Section: Application Domains
Genomics acquiring programs, such as full genomes sequencing projects, are producing larger and larger amounts of data. The analysis of these raw biological data require very large computing resources. In some cases, due to the lack of sufficient computing and storage resources, skilled staff or technical abilities, laboratories cannot afford such huge analyses. Grid computing may be a viable solution to the needs of the genomics research field: it can provide scientists with a transparent access to large computational and data management resources.
In this application domain, we are currently addressing two different problems. In the first one, we tackle the problem of clustering the sequences contained in international databanks into domain protein families. Our aim is to ensure, through the use of grids, the capacity of timely and automatically building of databases (such as ProDom) when such databases are built from exponentially-fast growing protein databases.

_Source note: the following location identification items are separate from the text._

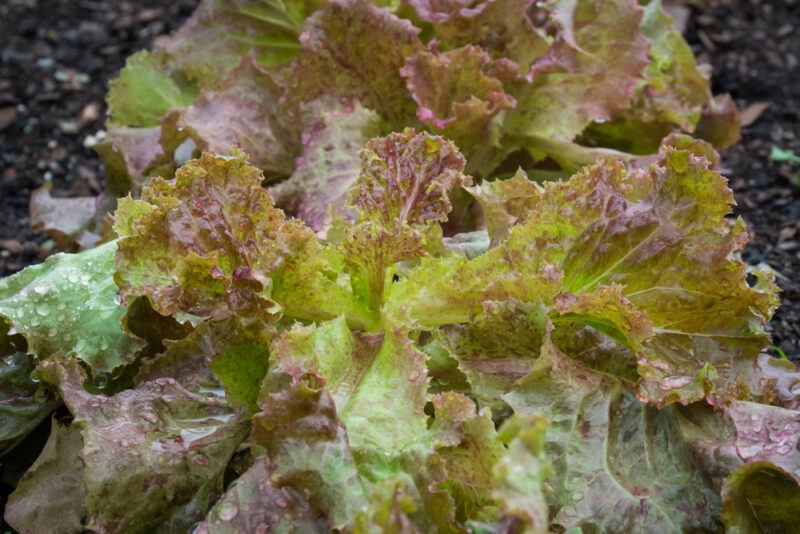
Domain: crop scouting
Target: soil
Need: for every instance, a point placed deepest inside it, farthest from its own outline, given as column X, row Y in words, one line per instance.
column 754, row 47
column 56, row 59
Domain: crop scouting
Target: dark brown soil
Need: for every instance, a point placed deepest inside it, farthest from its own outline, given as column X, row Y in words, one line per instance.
column 754, row 46
column 56, row 58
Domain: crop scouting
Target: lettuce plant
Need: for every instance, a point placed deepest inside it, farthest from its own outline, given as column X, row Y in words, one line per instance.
column 301, row 85
column 590, row 362
column 337, row 294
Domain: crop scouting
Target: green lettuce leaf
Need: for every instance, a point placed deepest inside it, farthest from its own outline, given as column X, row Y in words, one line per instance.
column 401, row 193
column 502, row 28
column 599, row 49
column 505, row 203
column 23, row 403
column 220, row 32
column 50, row 494
column 68, row 305
column 254, row 504
column 618, row 465
column 131, row 155
column 146, row 89
column 455, row 96
column 205, row 243
column 760, row 497
column 308, row 448
column 439, row 471
column 658, row 234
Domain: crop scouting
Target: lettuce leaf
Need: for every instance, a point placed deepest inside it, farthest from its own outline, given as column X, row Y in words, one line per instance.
column 656, row 234
column 202, row 243
column 160, row 442
column 68, row 305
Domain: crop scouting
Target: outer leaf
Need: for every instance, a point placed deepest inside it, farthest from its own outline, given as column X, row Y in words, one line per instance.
column 378, row 385
column 68, row 305
column 342, row 57
column 743, row 433
column 221, row 32
column 329, row 163
column 244, row 112
column 130, row 155
column 519, row 477
column 658, row 233
column 309, row 450
column 205, row 243
column 160, row 442
column 23, row 403
column 599, row 51
column 454, row 95
column 146, row 89
column 254, row 504
column 49, row 497
column 619, row 466
column 673, row 91
column 501, row 27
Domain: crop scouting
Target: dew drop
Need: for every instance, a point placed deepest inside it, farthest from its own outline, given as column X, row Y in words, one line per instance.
column 227, row 511
column 149, row 416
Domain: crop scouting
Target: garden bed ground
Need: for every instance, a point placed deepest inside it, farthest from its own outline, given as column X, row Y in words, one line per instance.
column 56, row 58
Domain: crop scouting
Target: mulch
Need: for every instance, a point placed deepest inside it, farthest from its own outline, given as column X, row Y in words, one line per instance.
column 754, row 47
column 56, row 59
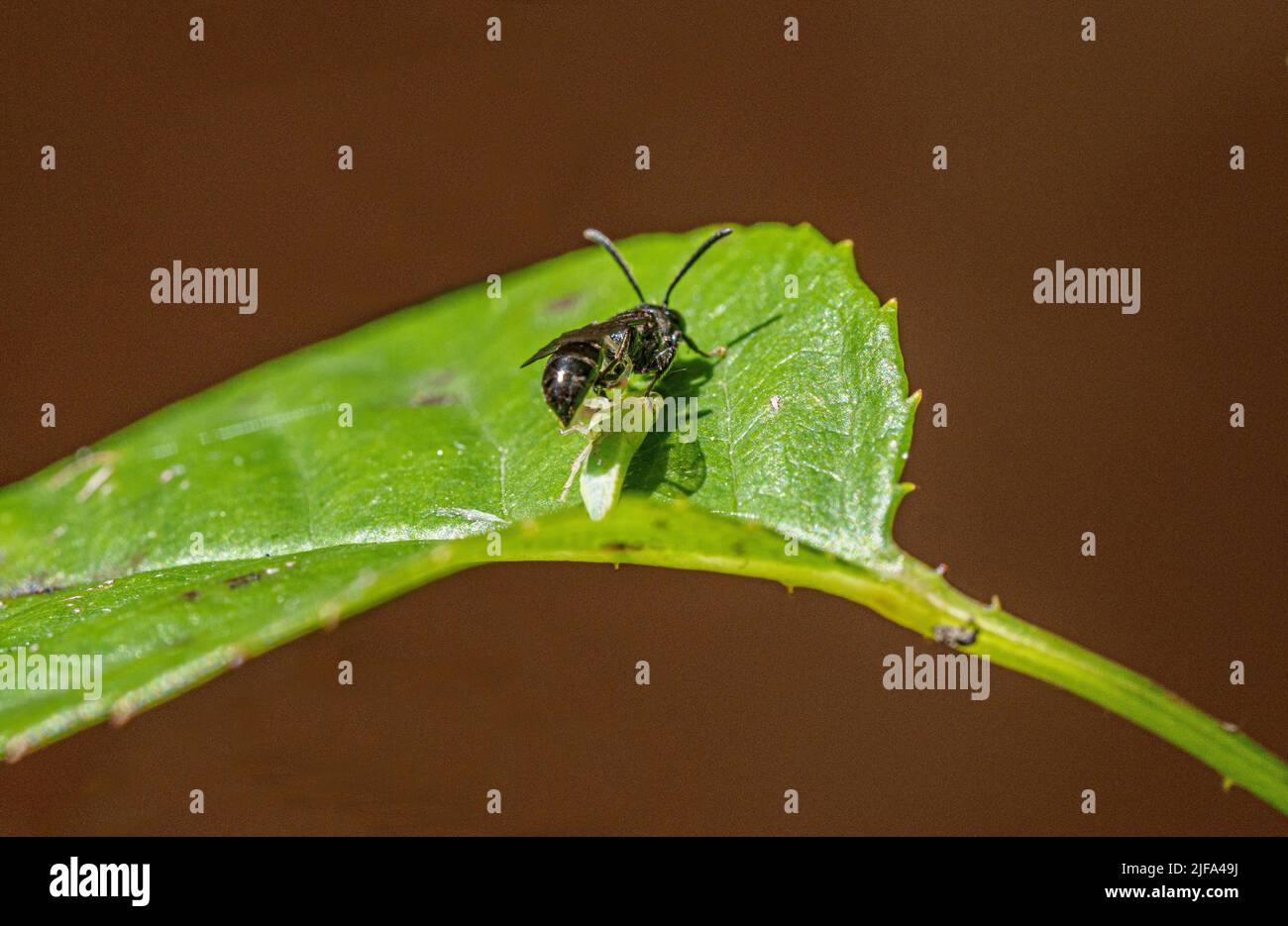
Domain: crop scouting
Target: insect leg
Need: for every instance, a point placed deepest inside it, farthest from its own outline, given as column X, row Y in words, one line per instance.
column 717, row 352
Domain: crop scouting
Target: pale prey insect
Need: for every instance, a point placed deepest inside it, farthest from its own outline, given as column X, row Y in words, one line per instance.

In the second problem, we consider protein functional sites. Functional sites and signatures of proteins are very useful for analyzing raw biological data or for correlating different kinds of existing biological data. These methods are applied, for example, to the identification and characterization of the potential functions of new sequenced proteins. The sites and signatures of proteins can be expressed by using the syntax defined by the PROSITE databank, and written as a “protein regular expression”. Searching one such site in a sequence can be done with the criterion of the identity between the searched and the found patterns. Most of the time, this kind of analysis is quite fast. However, in order to identify non perfectly matching but biologically relevant sites, the user can accept a certain level of error between the searched and the matching patterns. Such an analysis can be very resource consuming.